Contact a Subaru dealership to have the oil consumption formally documented through their testing procedures. The dealership can perform a controlled oil consumption test according to Subaru’s specifications, creating an official record of the problem. With that documentation in hand, the dealership should process your claim under the settlement terms. If the dealership is uncooperative or claims that the settlement has expired, contact the claims administrator or consult the class action settlement documentation directly, as the extended warranty extends to 8 years and 100,000 miles for covered vehicles.
Conclusion
The Subaru Head Gasket Oil Consumption Class Action represents an important victory for vehicle owners who were let down by manufacturing defects. The August 31, 2016 settlement approval provided meaningful relief through extended warranties, engine replacement options, and cash reimbursement—compensation that acknowledged both the defect itself and the real financial harm owners had suffered.

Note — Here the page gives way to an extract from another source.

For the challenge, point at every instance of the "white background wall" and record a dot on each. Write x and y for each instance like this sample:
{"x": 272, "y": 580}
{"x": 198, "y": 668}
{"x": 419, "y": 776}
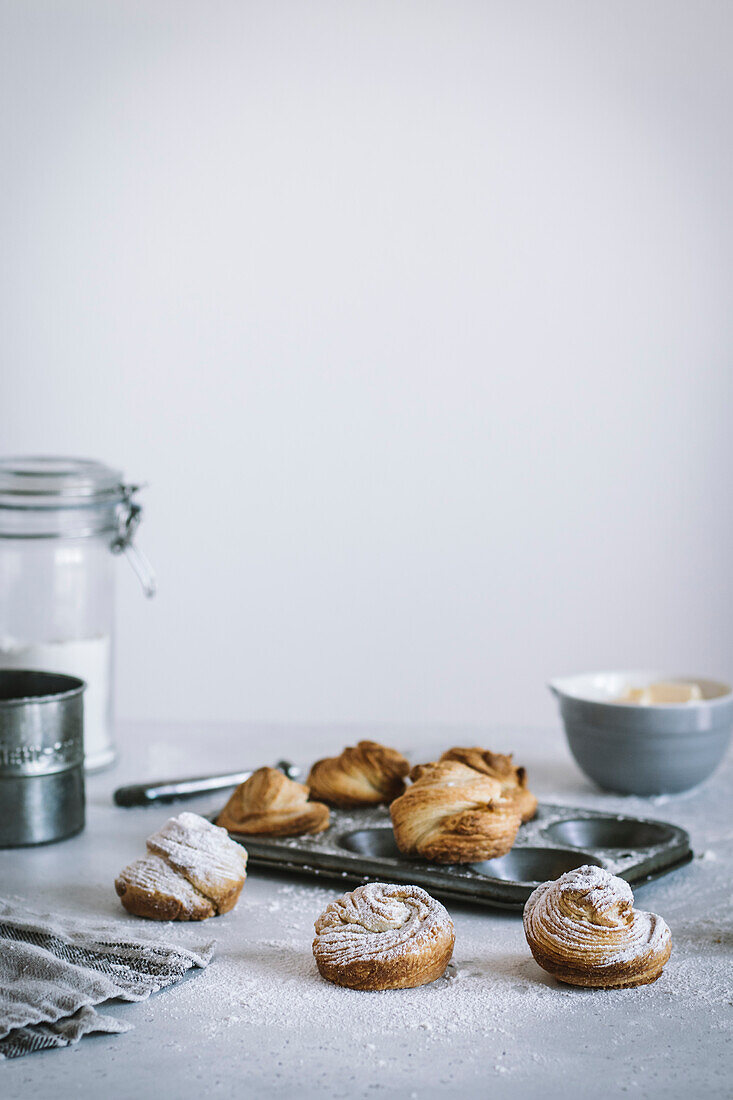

If you owned one of the affected 2011-2015 Subaru vehicles, this settlement likely applied to you and may still provide benefits if your vehicle remains within the extended warranty coverage period. Taking action requires documentation and timely communication with Subaru dealerships, but the settlement removes much of the burden by obligating Subaru to cover repairs that would otherwise cost thousands of dollars. Whether you’re still experiencing oil consumption issues today or had problems years ago, understanding the details of this settlement ensures you can obtain the compensation and remedies you’re entitled to receive.